Настало время черпать и пить. Зачерпнул староста первым ковшик из бочки, хлебнул — мать святая богородица! Не горилка — вода! Хотел шумнуть, но вспомнил, что грешен, решил допить воду. Выпил, отер усы и давай нахваливать горилку. Вслед за ним другие пьют, и тоже, как ни странно, похваливают! Вот какое было веселье…»
Разумеется, отцовские притчи меня мало трогали. На воображение больше действовали истории матери.
Были мне нравились больше сказок. Вероятно, не хватало наивности, чтоб поверить в бесхитростный вымысел. А чтобы понять толк и смысл сказки, до этого мне далеко было. Да и не умела мать рассказывать сказки. Едва начнет: «В одном далеком царстве, тридесятом государстве, за сине море–окияном жил–был», — глянет на меня веселыми глазами, и ей почему-то совестно сделается. Засмутится, рассмеется и давай меня щекотать, тискать, целовать. Про чертей и леших, домовых и колдунов мать и вовсе не рассказывала, считая все это, как и батюшка Герасим, «глупостью и грехом».
Затаив дыхание, я слушал мать, немигающими глазами смотрел на лампу или огонь в печи — и они, и лампа, и огонь мне казались в эти вечера то слушателями, то молчаливыми свидетелями, то живыми участниками печальных и жутковатых историй. Я забывал о зимней ночи за окном и не чувствовал огромность мира. Вся его непостижимо–сложная, переменчивая и неизменная наполненность из радостей и огорчений, из утрат и надежд, все–все жило сейчас в нашей хате, теснилось рядом.
В печи я видел не огонь, плавно огибающий полукруглый свод, а табуны горячих коней с пламенеющей гривой, с чистым вихрем из ноздрей — табуны из отцовских писем, из сновидений, из мальчишеской мечты.
…В поисках хлеба насущного в голодный год мать с саквами через плечо обходила соседние — «богатые» — деревни.

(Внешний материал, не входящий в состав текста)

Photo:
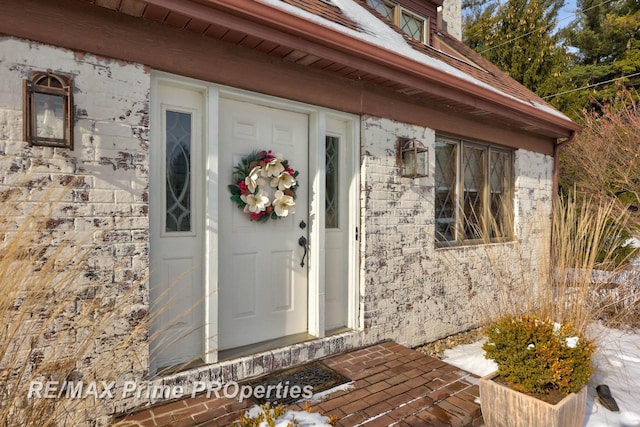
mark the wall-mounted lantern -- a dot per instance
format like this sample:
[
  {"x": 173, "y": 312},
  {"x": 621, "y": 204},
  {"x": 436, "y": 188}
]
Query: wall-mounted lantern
[
  {"x": 412, "y": 158},
  {"x": 48, "y": 110}
]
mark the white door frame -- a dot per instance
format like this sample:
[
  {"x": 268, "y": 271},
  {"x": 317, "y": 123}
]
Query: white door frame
[{"x": 317, "y": 132}]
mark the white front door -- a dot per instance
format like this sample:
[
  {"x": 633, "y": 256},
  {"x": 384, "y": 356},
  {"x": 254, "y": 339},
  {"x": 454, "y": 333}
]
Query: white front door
[
  {"x": 176, "y": 227},
  {"x": 263, "y": 277}
]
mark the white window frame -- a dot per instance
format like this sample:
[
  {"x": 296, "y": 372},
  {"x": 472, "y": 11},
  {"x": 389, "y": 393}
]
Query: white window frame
[
  {"x": 458, "y": 196},
  {"x": 398, "y": 10}
]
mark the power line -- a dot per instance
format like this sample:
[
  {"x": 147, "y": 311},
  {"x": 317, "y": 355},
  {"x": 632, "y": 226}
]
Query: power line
[
  {"x": 591, "y": 85},
  {"x": 542, "y": 28}
]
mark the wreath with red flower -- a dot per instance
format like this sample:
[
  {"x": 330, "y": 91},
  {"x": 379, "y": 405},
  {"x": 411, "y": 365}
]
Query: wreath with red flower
[{"x": 264, "y": 186}]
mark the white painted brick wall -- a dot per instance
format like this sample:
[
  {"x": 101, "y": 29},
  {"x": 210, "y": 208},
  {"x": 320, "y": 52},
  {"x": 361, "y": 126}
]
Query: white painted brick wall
[
  {"x": 412, "y": 292},
  {"x": 106, "y": 212},
  {"x": 409, "y": 290}
]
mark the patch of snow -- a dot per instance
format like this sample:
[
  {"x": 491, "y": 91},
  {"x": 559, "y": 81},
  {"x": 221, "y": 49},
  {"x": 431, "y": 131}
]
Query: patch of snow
[
  {"x": 321, "y": 395},
  {"x": 470, "y": 357},
  {"x": 297, "y": 418}
]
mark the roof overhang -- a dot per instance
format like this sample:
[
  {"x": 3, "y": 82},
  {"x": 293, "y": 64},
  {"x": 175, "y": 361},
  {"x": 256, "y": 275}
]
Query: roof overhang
[
  {"x": 382, "y": 66},
  {"x": 252, "y": 24}
]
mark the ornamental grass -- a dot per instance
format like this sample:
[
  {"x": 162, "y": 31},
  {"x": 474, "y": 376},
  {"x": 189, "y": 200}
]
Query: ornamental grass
[{"x": 58, "y": 322}]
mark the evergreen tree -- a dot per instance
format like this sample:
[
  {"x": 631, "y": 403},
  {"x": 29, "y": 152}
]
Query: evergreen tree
[{"x": 519, "y": 37}]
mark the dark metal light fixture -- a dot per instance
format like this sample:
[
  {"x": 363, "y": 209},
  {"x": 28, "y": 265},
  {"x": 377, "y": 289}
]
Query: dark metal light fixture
[
  {"x": 48, "y": 110},
  {"x": 412, "y": 158}
]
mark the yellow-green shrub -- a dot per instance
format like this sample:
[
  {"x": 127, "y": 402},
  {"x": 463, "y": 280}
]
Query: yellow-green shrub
[{"x": 538, "y": 356}]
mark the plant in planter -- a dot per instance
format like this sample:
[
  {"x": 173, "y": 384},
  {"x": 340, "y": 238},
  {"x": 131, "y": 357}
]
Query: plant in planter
[{"x": 543, "y": 368}]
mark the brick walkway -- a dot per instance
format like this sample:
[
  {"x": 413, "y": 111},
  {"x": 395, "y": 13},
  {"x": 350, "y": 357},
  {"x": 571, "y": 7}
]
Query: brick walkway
[{"x": 392, "y": 385}]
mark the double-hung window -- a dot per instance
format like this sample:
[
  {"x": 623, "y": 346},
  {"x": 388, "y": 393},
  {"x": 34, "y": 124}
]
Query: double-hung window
[
  {"x": 414, "y": 25},
  {"x": 474, "y": 192}
]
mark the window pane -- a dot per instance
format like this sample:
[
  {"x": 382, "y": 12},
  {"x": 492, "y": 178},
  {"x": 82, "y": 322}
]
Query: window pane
[
  {"x": 500, "y": 198},
  {"x": 385, "y": 9},
  {"x": 332, "y": 181},
  {"x": 412, "y": 25},
  {"x": 473, "y": 167},
  {"x": 446, "y": 160},
  {"x": 178, "y": 171}
]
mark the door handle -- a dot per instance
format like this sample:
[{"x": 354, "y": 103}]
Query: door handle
[{"x": 302, "y": 241}]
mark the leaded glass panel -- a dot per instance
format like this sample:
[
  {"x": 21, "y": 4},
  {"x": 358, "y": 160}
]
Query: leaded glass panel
[
  {"x": 332, "y": 189},
  {"x": 412, "y": 25},
  {"x": 385, "y": 9},
  {"x": 473, "y": 165},
  {"x": 446, "y": 160},
  {"x": 500, "y": 202},
  {"x": 178, "y": 171}
]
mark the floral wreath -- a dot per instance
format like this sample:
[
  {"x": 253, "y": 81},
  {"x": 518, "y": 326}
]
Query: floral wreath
[{"x": 256, "y": 177}]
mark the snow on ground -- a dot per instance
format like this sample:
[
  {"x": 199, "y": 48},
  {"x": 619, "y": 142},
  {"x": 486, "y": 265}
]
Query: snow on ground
[
  {"x": 300, "y": 418},
  {"x": 616, "y": 362}
]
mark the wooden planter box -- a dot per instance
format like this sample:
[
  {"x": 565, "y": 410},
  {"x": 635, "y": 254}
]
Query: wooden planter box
[{"x": 504, "y": 407}]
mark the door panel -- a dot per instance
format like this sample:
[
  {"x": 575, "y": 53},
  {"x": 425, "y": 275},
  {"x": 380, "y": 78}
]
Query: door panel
[{"x": 262, "y": 286}]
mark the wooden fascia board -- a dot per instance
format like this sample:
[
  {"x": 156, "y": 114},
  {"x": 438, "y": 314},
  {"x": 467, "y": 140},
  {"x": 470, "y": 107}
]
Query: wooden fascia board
[{"x": 262, "y": 20}]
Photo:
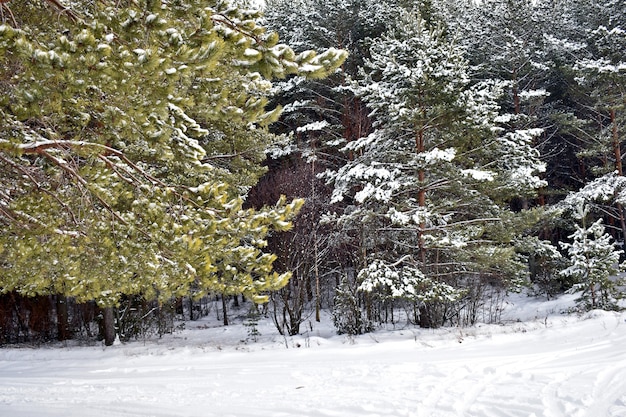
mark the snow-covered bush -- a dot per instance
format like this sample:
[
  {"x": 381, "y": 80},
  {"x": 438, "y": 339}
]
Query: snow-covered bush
[{"x": 594, "y": 261}]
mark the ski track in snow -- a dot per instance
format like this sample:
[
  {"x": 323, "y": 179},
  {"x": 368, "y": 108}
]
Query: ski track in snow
[{"x": 564, "y": 367}]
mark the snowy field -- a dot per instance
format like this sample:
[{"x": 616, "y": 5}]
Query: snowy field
[{"x": 547, "y": 364}]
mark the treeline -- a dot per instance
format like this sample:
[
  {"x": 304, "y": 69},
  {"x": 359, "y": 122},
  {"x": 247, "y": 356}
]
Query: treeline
[
  {"x": 459, "y": 151},
  {"x": 465, "y": 149}
]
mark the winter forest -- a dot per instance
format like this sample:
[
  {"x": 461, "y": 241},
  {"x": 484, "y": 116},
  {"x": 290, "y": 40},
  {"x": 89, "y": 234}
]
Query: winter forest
[{"x": 375, "y": 161}]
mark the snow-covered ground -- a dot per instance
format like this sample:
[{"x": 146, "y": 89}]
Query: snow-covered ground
[{"x": 546, "y": 364}]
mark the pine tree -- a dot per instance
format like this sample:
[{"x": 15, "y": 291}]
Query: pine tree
[
  {"x": 593, "y": 265},
  {"x": 425, "y": 190},
  {"x": 130, "y": 136}
]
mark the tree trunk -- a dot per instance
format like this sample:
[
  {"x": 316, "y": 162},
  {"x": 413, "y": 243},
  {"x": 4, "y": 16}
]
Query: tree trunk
[
  {"x": 617, "y": 151},
  {"x": 63, "y": 330},
  {"x": 108, "y": 326},
  {"x": 224, "y": 310},
  {"x": 420, "y": 147}
]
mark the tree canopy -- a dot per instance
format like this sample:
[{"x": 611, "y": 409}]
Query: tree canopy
[{"x": 131, "y": 132}]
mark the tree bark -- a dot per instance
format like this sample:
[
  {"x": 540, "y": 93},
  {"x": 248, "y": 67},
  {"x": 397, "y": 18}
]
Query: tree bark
[
  {"x": 108, "y": 326},
  {"x": 63, "y": 331},
  {"x": 617, "y": 151}
]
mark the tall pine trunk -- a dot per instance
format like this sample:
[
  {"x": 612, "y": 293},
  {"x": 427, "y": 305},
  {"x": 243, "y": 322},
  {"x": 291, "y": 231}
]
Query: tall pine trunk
[
  {"x": 63, "y": 328},
  {"x": 617, "y": 151},
  {"x": 108, "y": 326}
]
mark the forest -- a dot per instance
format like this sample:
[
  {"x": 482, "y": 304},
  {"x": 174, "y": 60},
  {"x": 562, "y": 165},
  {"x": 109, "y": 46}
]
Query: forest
[{"x": 378, "y": 160}]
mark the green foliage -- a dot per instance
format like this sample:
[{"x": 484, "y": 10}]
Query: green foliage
[
  {"x": 594, "y": 263},
  {"x": 347, "y": 315},
  {"x": 129, "y": 139}
]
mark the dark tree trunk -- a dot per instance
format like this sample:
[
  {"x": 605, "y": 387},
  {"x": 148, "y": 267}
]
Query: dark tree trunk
[
  {"x": 108, "y": 325},
  {"x": 63, "y": 330},
  {"x": 224, "y": 310}
]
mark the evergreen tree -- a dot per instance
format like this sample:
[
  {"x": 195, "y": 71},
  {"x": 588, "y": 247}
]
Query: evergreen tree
[
  {"x": 426, "y": 188},
  {"x": 593, "y": 265},
  {"x": 130, "y": 134}
]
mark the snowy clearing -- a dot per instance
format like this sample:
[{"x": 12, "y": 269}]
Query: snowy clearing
[{"x": 547, "y": 365}]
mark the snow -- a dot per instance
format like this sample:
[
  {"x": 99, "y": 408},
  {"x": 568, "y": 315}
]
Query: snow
[{"x": 548, "y": 364}]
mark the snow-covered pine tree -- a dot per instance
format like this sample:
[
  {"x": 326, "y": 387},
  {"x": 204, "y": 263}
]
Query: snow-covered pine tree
[
  {"x": 130, "y": 135},
  {"x": 594, "y": 263},
  {"x": 424, "y": 190}
]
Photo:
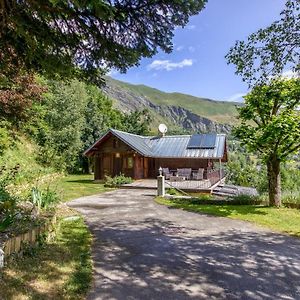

Иной раз мать уходила в дальние села, за пятнадцать— двадцать верст от нашего села. Она врачевала больных, знала средства от разных хворей и у людей, и у «худобы». Во время первой мировой войны ей довелось служить санитаркой в лазарете. Взял ее туда — «за красоту» — мобилизованный врач–бобыль, у которого она до этого долгЪ пребывала «в наймычках». Врача я всякий раз пытался вообразить себе, но из этого ничего путного не выходило. Зато сколько раз слышал я о пем в семейных ссорах! Отец вечно попрекал мать этим врачом…
Во всяком случае — мать на селе была признанной лекаркой. Лечила всех травяными отварами и пластырями, настойками и примочками. Мать–и-мачеха и подорожник, арника и календула, шалфей и ржица пучками всегда висели в сенях и на печи. В познаниях матери была пестрая смесь народного и врачебного. В дело, например, шли паутина, если надо было остановить кровь, слабый чернильный раствор для полоскания заболевшего горла… Возможно, тут мать заблуждалась в сходстве растворов марганцовки и чернил. Если кого долго мучил кашель и закладывало в груди — мать прибегала к такому странному средству: давала испить глоток керосина.
Можно только подивиться, что люди выздоравливали. Или и впрямь — «отчаянный недуг исцеляется отчаянным средством»? Ведь попусту к матери не обращались. Не до мнимых болезней было.
Однажды в лютый крещенский мороз мать, держа меня на руках, возвращалась лесом из дальнего села и заблудилась. Густела синь морозного неба. Только что отпылала короткая зимняя заря, бросив ввысь горсть быстро стынущих звезд. Звезды, как угли, мерцали и гасли, покрываясь туманным пеплом. Мать рассказывала, как уныло хрустела под ногами слюдяная корка наледи, хотелось лечь в сугроб отдохнуть, умереть. Как она устала, и как сладко было бы кончить жизнь так же просто, неприметно, как и прожила ее. Но она думала о ребенке, дрожа и обливаясь потом, ползла, плакала, уходя в сыпучую снежную пучину. Ползла, почти оставаясь на месте, и мрак все больше застилал глаза.